4 While the formation of the BMW was not part of the strategic plan of the United Democratic Front (UDF) in the Western Cape, its emergence was welcomed and endorsed by the organisation. Desmond Grootboom, former UDF chairperson of the Bonteheuwel area committee, said:
We were very aware and conscious of the BMW. We obviously approved…. The BMW was very much part of the struggle family… there was an understanding that they fell under the political leadership of the UDF. However, it was not a situation of command control.2
5 In time, however, the BMW became increasingly independent, operating as a paramilitary organisation outside the formal discipline of the UDF. The relationship between the UDF and the BMW became strained as ideologies and modus operandi diverged.
6 In addition to links with the UDF, the BMW developed very close alliances with the African National Congress (ANC) and Umkhonto weSizwe (MK). A number of young BMW members were recruited into MK and underwent military training either outside South Africa or within existing MK cells in the Western Cape. Most of this training took the form of short ‘crash courses’ in the use of arms and explosives. Those who attended the courses were afterwards expected to return to the BMW and pass on their training to others. The BMW was armed from a number of sources, including arms stolen from policemen, bought from local gangsters, supplied by MK operatives in South Africa or smuggled into the country by BMW members returning from training in exile. Weapons ranged from homemade ‘zipguns’ to hand grenades and rocket launchers.
7 The BMW launched a number of operations, including attacks on vehicles belonging mainly to the state and private companies, attacks on security force personnel and attacks on installations such as police stations, post offices and railway stations. In the course of these attacks, a number of individuals were seriously injured or killed.

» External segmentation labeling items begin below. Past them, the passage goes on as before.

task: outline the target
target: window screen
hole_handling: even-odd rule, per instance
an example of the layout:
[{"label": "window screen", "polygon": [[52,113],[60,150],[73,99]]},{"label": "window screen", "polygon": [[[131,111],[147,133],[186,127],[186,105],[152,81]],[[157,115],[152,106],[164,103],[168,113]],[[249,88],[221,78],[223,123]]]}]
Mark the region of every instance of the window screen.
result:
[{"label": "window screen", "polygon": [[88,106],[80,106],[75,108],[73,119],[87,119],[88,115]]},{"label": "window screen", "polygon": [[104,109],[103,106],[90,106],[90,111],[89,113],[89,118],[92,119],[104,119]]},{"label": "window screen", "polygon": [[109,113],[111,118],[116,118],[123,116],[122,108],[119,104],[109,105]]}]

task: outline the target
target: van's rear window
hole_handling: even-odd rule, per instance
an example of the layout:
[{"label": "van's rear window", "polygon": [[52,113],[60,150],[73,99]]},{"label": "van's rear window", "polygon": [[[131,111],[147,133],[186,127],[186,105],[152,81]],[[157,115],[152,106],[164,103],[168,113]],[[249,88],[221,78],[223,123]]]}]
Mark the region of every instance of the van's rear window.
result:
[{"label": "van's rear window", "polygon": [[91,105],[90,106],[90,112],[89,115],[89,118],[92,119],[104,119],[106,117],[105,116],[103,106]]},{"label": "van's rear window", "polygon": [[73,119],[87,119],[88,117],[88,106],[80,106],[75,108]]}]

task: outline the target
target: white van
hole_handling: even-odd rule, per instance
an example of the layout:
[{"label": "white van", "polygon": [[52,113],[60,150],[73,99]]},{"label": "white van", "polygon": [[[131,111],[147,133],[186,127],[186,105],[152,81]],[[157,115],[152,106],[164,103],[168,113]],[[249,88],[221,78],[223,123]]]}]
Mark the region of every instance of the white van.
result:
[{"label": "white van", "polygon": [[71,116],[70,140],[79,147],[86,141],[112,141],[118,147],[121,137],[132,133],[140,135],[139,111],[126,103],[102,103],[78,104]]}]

8 Eventually, the BMW acquired a reputation that made it the focus of security force attention: “Hierdie aktieviste leiers is die kern van die probleem en hul verwydering is noodsaaklik”.3 (These activist leaders are the core of the problem and their removal is essential.) In 1986, a number of special unrest investigation units were set up to address the ‘unrest’ problems in the Western Cape; the Athlone unit was responsible for infiltrating and halting the activities of the BMW.